Ви обозрел окружающий тоскливый и отвратительный пейзаж, споткнувшись взглядом о граффити на чудом оставшейся целой водонапорной башне. Сероватую поверхность металла разрезали четкие резкие линии художественно изображенной карты таро «Повешенный». В стиле киберпанка, конечно же. Мужчина, повешенный за одну ногу, в переплетении обвивающих его проводов, головой вниз, а позади – безэмоциональная толпа глядящих на это. В какой-то момент соло на миг уверился в том, что граффити эти, встречающиеся ему периодически на пути в разных частях Найт-Сити и окраин, действительно имеют под собой сверхъестественную природу, как бы глупо это ни звучало. Как рассказывала Мисти, «Повешенный» – карта жертвующего самоотрекающегося пророка, идущего к просветлению через неисцелимую боль и смерть. Сердце Ви, и так в последнее время кувыркающееся подозрительно часто, совершило очередной кульбит, замерло от сочувствия и сжалось.
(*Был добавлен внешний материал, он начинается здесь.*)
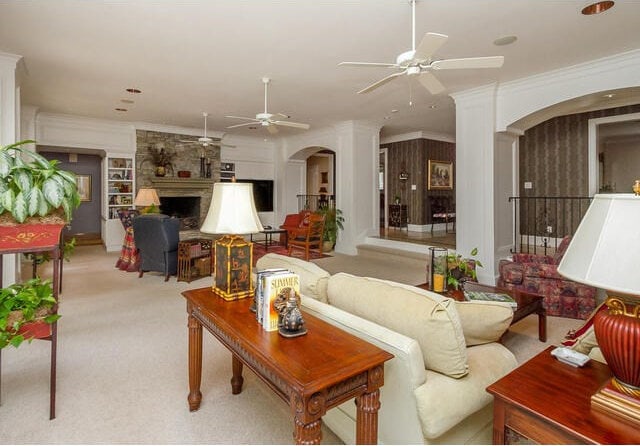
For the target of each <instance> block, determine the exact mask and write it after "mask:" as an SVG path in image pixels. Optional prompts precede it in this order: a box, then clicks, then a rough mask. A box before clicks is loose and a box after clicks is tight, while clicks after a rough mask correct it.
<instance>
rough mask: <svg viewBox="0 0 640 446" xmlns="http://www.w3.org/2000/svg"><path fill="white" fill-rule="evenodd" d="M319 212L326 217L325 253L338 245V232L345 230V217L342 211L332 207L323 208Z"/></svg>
mask: <svg viewBox="0 0 640 446" xmlns="http://www.w3.org/2000/svg"><path fill="white" fill-rule="evenodd" d="M317 212H318V214H320V215H324V230H323V233H322V240H323V241H324V245H323V251H331V250H332V249H333V247H334V246H335V244H336V240H337V238H338V230H339V229H341V230H344V216H343V215H342V211H341V210H340V209H337V208H335V207H330V206H321V207H320V208H319V209H318V211H317Z"/></svg>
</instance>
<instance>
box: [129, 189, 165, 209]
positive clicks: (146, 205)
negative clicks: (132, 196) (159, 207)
mask: <svg viewBox="0 0 640 446" xmlns="http://www.w3.org/2000/svg"><path fill="white" fill-rule="evenodd" d="M133 204H134V205H136V206H151V205H155V206H159V205H160V198H158V193H157V192H156V190H155V189H140V190H139V191H138V195H136V199H135V200H134V202H133Z"/></svg>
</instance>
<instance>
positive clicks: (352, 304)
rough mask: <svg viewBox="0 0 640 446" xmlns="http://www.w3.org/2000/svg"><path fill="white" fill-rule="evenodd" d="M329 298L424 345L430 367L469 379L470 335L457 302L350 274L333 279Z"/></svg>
mask: <svg viewBox="0 0 640 446" xmlns="http://www.w3.org/2000/svg"><path fill="white" fill-rule="evenodd" d="M327 298H328V302H329V304H331V305H333V306H335V307H338V308H340V309H342V310H344V311H347V312H349V313H351V314H354V315H356V316H359V317H361V318H363V319H367V320H369V321H371V322H374V323H376V324H379V325H382V326H383V327H386V328H389V329H391V330H393V331H396V332H398V333H400V334H403V335H405V336H408V337H410V338H413V339H415V340H416V341H418V344H419V345H420V349H421V350H422V356H423V359H424V366H425V368H427V369H430V370H434V371H436V372H440V373H443V374H445V375H448V376H451V377H453V378H460V377H462V376H464V375H466V374H467V372H468V366H467V351H466V345H465V341H464V333H463V331H462V326H461V324H460V319H459V317H458V312H457V310H456V307H455V304H454V301H452V300H451V299H448V298H445V297H442V296H440V295H439V294H435V293H431V292H429V291H425V290H421V289H419V288H416V287H412V286H409V285H403V284H400V283H396V282H391V281H387V280H381V279H374V278H370V277H357V276H352V275H350V274H346V273H338V274H334V275H333V276H331V277H330V278H329V287H328V289H327Z"/></svg>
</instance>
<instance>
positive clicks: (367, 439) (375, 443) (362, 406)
mask: <svg viewBox="0 0 640 446" xmlns="http://www.w3.org/2000/svg"><path fill="white" fill-rule="evenodd" d="M356 406H357V407H358V411H357V415H356V417H357V418H356V444H377V443H378V409H380V390H378V389H376V390H374V391H373V392H371V393H364V394H362V395H361V396H359V397H357V398H356Z"/></svg>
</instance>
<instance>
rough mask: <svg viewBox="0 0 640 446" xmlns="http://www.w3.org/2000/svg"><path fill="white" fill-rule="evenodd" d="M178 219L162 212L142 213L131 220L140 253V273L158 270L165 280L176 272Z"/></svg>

Да, на руках рокербоя была кровь тысяч невинных людей – его попутных жертв, принесенных им на алтарь мира и борьбы против озверевшей сломавшейся системы, пожирающей породивший ее народ. Это было жестоко, необдуманно, кошмарно, кроваво. Но Четвертая корпоративная война, уносившая так же тысячи жизней, была остановлена этим взрывом, лишившим сил одну сторону конфликта. Как отнестись к этой ситуации, когда большое зло совершается в погоне за огромным добром? Что чувствовать по отношению к человеку, сопереживающему всему миру, но не считающемуся с частностями, с отдельными жизнями? Искупил ли свою вину Джонни мучительной смертью, десятилетиями, проведенными в Микоши в качестве бестелесного подопытного кролика своего наихудшего, наизлейшего врага? Можно ли простить совершенное им при условии его раскаяния? На этот вопрос, наверное, могли ответить лишь те, кому Сильверхенд причинил боль, лишив родных и любимых. Соло знал, что боль, испытываемая самим Джонни, невыразима. Когда-то, полвека назад, он был идеей, не человеком. Прекрасной и жуткой в своей безжалостности. По крайней мере, до того, как теперь собрался обменять свои идеалы и свою нескончаемую борьбу на жизнь всего лишь одного отдельно взятого наемника. В этой точке идея стала человеком. Пылающим от ненависти, сломанным, огрызающимся насилием и ядовитой иронией, пьяным и обдолбанным, сотрясающимся на дне окопа от ужаса и боли, но впервые уверенно нашедшим в своем сердце капли сочувствия и эмпатии.